Compliance

Austrian Man Held For Private Bank Data Theft Is Believed To Have Killed Himself

Tom Burroughes Group Editor London 4 October 2010

Austrian Man Held For Private Bank Data Theft Is Believed To Have Killed Himself

An Austrian man held in connection with the theft of Swiss bank account details and their sale to Germany is believed to have killed himself in prison, news reports said.

Guards at a regional jail in the Swiss capital of Bern discovered the 42-year-old man dead in his cell on 29 September, the Swiss federal prosecutor’s office was quoted saying.

The man had been detained since mid-September on suspicion of economic espionage, reports said.

The man, who wasn’t identified in reports, was held in an investigation into the alleged theft of client data from Swiss banks, which were subsequently sold to German tax investigators, prosecution spokesperson Jeanette Balmer was quoted by Bloomberg as saying.

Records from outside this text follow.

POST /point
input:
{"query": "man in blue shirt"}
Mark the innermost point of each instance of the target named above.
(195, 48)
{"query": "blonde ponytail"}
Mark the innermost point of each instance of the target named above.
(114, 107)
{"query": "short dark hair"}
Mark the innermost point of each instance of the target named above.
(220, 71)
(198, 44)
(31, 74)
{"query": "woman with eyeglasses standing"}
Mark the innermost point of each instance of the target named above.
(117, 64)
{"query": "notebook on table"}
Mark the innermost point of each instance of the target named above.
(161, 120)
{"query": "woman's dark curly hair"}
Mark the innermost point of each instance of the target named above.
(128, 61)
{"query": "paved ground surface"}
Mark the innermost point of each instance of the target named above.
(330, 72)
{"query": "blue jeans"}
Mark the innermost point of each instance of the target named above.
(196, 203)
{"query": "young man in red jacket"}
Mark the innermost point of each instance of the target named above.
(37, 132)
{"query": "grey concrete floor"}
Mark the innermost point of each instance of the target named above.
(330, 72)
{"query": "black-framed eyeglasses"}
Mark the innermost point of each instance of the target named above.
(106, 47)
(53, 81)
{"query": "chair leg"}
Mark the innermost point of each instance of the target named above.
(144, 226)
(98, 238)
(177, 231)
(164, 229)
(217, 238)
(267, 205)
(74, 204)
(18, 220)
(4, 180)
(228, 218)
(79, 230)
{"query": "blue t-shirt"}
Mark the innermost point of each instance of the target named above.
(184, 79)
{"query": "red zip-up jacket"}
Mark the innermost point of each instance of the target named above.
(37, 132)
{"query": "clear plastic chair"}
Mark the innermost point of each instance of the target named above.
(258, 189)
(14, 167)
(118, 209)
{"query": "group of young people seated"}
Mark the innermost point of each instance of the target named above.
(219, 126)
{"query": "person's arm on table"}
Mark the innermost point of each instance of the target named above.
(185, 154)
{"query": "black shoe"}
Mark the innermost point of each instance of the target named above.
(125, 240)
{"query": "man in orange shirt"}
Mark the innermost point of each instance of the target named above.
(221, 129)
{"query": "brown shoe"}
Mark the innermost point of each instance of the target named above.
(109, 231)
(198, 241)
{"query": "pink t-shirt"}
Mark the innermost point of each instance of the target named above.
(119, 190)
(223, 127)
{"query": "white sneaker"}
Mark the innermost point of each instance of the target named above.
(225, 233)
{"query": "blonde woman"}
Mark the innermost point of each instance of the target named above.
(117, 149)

News of the man's death comes at a time when there have been several cases of stolen private banking data being sold to Western governments. In the noughties, the German government bought data stolen from LGT, the Liechtenstein private bank, for example.

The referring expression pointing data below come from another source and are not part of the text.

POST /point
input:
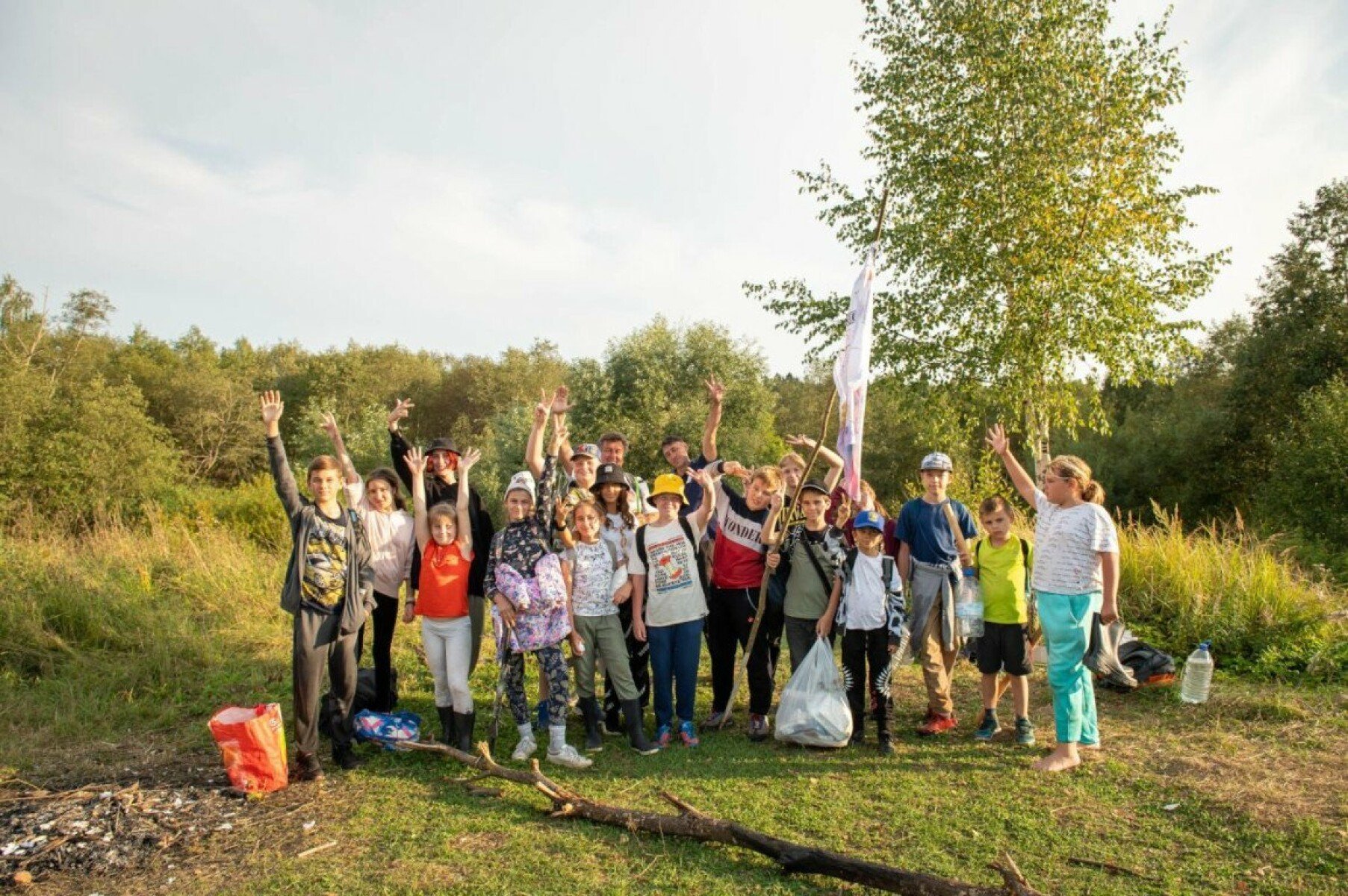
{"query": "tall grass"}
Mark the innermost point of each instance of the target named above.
(123, 631)
(1264, 613)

Officials in the German state of Baden-Wuerttemberg said in August they were using information from an informant to identify possible tax dodgers who stashed funds in Switzerland.

“As far as could be determined so far, no third party was involved,” the prosecutor’s statement said. “A suicide seems likely.”

The suspect was an Austrian national, Austria’s foreign ministry spokesman, Harald Stranzl, was quoted as saying.

The man, a native of the Tyrol region of Austria who lived in the Swiss town of Winterthur, sold information on 2,000 account holders of a Swiss bank to the German tax authorities, the Vienna-based Krone newspaper reported, citing unidentified Swiss and German secret service officials.